Les auteurs sont des enseignants d’économie politique à l’Université York de Toronto (Canada).
Cet article a été traduit par le site Pages socialistes (Suisse).

1. La crise financière actuelle doit être placée dans la dynamique historique et les contradictions de la finance capitaliste de la seconde moitié du XXe siècle.

Bien que les sphères de la finance et de la production soient évidemment liées (et ce de manière significativement plus importante qu’autrefois), l’origine de la crise financière américaine ne se situe pas dans une crise de profitabilité dans la sphère productive, à l’instar de ce qui s’était passé dans les années 1970, ni dans les déséquilibres des échanges commerciaux qui se sont installés depuis. Bien que l’importance de la finance dans les principales économies capitalistes ait déjà été remarquée dans les années 1960, c’est le rôle de celle-ci dans la résolution de la crise des années 1970 qui explique sa place dans le capitalisme contemporain. L’inflation, qui était le principal symptôme de la crise, a érodé la valeur de tous les titres financiers, mais la plus grosse crainte portait alors sur l’inflation américaine, ce qui allait faire chuter la confiance dans la valeur future du dollar. Afin de préserver le rôle du dollar dans le capitalisme global, la Réserve fédérale américaine a très fortement relevé les taux d’intérêt au début des années 1980, afin d’augmenter le chômage, de dompter le militantisme syndical et de restreindre les dépenses sociales publiques – tous éléments censés être à l’origine de l’inflation et de la crise de profitabilité de la décennie précédente. Ceci a posé les bases des succès à venir du capitalisme financier à la fin du XXe siècle. La baisse des taux d’intérêt et l’injection massive de liquidités par l’État dans le système financier lors des moments cruciaux d’instabilité, se sont traduits par des récessions moins nombreuses et moins dures en comparaison avec l’après-guerre. Mais ce sont précisément les contradictions de ce capitalisme financier qui sont à l’origine de la crise massive déclenchée au début du XXIe siècle.

2. L’extension spatiale et l’approfondissement social du capitalisme dans le dernier quart de siècle n’auraient pas pu se produire sans des innovations financières.

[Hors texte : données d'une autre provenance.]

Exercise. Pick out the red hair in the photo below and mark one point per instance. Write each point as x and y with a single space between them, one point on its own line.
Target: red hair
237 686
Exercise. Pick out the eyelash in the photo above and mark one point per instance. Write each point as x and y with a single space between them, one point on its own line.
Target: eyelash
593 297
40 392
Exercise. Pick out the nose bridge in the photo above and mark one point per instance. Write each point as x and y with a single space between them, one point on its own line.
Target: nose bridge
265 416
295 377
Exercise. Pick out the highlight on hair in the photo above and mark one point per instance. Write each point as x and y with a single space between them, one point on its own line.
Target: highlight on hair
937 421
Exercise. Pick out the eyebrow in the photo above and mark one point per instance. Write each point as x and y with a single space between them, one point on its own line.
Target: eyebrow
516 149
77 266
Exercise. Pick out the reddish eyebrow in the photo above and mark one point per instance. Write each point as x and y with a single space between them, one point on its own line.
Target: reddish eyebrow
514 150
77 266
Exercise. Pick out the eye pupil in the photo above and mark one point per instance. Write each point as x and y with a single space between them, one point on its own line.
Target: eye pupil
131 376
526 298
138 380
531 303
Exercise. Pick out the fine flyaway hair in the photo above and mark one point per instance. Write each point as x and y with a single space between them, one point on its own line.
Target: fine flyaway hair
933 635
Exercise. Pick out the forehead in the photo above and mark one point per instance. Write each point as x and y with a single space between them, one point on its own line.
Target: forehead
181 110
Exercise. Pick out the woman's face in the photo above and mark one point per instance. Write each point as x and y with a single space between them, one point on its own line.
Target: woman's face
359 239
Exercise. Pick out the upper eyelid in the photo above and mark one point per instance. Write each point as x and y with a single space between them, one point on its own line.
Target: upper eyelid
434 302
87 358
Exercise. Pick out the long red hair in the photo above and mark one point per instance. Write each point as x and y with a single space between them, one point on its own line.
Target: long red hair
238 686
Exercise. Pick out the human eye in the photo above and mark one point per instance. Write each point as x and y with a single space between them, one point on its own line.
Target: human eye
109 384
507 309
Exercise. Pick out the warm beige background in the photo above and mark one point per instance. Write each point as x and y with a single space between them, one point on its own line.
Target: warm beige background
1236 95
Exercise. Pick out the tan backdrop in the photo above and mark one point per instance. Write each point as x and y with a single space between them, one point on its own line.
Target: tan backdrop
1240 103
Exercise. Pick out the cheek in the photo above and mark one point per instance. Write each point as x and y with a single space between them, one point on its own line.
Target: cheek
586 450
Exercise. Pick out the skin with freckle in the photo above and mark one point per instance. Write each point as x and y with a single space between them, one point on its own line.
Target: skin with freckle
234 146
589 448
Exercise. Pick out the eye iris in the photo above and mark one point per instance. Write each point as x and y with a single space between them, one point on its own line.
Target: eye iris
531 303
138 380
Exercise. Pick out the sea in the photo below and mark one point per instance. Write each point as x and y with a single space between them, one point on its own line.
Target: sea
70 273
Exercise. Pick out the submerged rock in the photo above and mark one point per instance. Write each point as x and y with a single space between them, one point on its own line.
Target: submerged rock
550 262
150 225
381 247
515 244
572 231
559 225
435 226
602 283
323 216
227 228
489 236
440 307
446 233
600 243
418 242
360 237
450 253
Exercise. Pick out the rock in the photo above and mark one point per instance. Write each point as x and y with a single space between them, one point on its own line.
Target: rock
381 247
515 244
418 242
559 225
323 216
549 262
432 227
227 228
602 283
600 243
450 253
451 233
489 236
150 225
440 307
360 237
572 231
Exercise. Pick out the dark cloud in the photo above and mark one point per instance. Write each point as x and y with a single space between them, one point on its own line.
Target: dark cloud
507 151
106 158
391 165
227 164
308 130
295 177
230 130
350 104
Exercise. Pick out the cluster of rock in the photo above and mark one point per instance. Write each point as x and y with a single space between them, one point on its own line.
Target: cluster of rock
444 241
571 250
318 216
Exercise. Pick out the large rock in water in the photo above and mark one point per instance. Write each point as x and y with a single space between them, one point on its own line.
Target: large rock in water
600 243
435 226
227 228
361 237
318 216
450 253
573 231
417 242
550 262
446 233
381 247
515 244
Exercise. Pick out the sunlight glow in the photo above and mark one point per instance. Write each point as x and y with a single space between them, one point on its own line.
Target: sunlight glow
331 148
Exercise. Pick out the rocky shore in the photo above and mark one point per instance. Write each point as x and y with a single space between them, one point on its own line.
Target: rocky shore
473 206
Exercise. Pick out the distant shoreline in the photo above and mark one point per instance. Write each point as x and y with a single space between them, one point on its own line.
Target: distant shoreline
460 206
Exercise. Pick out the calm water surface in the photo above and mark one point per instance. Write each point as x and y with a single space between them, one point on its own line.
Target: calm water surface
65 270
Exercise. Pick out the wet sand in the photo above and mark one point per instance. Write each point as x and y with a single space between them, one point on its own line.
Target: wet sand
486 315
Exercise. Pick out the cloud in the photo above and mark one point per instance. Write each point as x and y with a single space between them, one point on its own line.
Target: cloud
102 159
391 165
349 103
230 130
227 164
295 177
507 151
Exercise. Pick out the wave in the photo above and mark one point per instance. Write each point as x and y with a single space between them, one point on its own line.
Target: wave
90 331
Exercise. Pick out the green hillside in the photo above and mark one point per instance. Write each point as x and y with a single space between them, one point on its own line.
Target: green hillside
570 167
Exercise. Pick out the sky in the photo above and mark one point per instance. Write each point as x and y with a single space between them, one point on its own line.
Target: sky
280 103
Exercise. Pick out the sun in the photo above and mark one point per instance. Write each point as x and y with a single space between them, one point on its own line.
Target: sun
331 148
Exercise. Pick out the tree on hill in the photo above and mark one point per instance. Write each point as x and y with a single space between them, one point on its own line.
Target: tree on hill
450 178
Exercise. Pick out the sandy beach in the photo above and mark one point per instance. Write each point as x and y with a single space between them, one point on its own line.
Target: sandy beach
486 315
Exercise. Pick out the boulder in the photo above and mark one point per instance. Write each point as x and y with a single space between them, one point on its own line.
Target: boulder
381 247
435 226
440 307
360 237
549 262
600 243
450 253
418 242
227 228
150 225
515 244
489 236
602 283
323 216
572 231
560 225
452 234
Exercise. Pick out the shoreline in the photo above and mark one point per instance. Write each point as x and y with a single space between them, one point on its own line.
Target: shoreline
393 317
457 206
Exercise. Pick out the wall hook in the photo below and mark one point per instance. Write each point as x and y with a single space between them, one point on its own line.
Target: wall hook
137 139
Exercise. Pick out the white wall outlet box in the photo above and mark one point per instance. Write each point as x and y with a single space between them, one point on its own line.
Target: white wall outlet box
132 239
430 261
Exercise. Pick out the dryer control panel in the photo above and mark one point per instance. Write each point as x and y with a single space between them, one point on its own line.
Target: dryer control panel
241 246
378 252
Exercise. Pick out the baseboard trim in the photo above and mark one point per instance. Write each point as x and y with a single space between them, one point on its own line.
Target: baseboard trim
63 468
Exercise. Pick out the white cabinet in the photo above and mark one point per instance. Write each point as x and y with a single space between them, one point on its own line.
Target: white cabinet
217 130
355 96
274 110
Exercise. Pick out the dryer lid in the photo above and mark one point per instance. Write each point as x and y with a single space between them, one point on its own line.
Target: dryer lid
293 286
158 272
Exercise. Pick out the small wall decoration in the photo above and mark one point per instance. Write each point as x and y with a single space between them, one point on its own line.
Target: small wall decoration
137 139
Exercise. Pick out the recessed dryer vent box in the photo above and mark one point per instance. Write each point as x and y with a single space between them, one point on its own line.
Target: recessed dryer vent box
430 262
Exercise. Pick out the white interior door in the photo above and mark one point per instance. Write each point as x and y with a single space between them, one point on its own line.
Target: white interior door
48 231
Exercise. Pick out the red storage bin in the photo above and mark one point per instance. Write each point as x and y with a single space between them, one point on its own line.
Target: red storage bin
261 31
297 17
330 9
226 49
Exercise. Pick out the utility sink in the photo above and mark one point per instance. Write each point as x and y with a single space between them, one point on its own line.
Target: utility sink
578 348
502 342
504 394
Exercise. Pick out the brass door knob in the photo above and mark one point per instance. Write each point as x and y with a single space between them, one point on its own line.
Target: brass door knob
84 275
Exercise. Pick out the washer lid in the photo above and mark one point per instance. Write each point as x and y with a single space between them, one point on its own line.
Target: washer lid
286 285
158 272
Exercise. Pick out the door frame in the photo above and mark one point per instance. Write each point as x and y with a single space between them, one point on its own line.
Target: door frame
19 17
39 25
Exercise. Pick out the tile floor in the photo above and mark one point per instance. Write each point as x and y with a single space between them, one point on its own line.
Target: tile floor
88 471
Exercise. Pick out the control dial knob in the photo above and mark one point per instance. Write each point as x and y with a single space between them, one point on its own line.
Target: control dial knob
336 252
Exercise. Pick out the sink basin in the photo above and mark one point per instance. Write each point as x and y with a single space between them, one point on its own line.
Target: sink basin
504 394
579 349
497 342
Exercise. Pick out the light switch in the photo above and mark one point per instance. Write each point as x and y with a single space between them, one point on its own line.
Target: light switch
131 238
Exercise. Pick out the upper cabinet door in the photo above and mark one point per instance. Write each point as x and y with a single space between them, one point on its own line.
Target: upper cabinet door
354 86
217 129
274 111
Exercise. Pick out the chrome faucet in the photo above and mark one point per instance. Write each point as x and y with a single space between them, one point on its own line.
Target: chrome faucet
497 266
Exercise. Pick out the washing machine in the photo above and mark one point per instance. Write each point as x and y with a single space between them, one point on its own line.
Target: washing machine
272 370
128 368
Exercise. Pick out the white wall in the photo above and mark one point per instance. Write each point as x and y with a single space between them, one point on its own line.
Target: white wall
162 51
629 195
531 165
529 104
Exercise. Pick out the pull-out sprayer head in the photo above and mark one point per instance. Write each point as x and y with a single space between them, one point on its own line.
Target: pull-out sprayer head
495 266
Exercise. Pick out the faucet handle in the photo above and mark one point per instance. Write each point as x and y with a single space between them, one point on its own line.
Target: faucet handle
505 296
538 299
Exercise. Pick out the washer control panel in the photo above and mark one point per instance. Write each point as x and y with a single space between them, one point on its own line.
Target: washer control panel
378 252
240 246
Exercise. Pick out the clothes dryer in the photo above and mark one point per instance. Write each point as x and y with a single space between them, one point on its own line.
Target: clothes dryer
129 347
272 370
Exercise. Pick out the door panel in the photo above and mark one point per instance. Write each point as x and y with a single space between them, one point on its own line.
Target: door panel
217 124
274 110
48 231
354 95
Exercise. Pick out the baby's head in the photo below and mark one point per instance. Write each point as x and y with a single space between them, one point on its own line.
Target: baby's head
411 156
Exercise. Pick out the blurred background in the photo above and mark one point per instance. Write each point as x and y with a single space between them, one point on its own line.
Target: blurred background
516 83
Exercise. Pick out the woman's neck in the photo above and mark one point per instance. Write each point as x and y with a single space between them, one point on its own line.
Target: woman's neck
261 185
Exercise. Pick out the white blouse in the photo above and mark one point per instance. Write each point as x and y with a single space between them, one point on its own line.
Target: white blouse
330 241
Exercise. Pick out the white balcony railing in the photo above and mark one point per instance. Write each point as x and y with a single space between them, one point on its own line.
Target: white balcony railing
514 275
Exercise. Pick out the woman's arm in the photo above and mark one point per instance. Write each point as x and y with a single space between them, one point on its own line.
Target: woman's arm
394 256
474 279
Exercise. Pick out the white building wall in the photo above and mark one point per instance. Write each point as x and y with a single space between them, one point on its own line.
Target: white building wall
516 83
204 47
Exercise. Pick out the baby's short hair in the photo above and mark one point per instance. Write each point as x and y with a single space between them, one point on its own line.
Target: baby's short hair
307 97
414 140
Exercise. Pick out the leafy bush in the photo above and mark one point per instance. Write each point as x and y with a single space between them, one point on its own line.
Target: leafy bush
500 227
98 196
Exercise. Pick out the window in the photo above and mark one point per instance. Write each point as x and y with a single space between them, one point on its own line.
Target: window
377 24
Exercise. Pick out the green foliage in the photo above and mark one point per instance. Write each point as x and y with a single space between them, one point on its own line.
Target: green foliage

L’internationalisation de la finance américaine a permis la répartition et la diffusion des risques liés à la globalisation de l’investissement, de la production et du commerce, organisée pour l’essentiel autour du dollar. Le développement des produits dérivés a fourni une assurance contre le risque dans une économie globale complexe, sans laquelle l’accumulation du capital aurait été significativement restreinte. En même temps, de plus en plus de travailleuses·eurs se sont retrouvés happés dans la sphère financière en tant que débitrices·eurs, épargnant·e·s et même comme investisseuses·eurs, du fait des plans de retraites privés, des crédits à la consommation et des crédits immobiliers. Ceci a été crucial pour soutenir la demande alors que les salaires stagnaient et que les inégalités se sont accrues. Dans cette période, le secteur financier a directement stimulé l’accumulation capitaliste par des investissements risqués dans les secteurs de haute technologie, mais aussi par le développement des innovations technologiques dans l’informatique et les systèmes d’information. Les bons du Trésor américain et le dollar, qui sont à la fois échangeables et rémunérateurs, ont servi de valeurs refuge pour l’épargne et de base pour toutes les autres évaluations dans l’économie globale. Cette prédominance du dollar dans la finance globale reflétait et renforçait celle des institutions financières américaines. Ces dernières ont permis d’attirer l’épargne des autres pays vers les marchés financiers américains et d’offrir un crédit à bon marché. Celui-ci a soutenu la position des États-Unis comme principal marché de consommation et d’importation.

3. La volatilité de la finance globale a engendré une série de crises financières nécessitant l’intervention répétée de l’État.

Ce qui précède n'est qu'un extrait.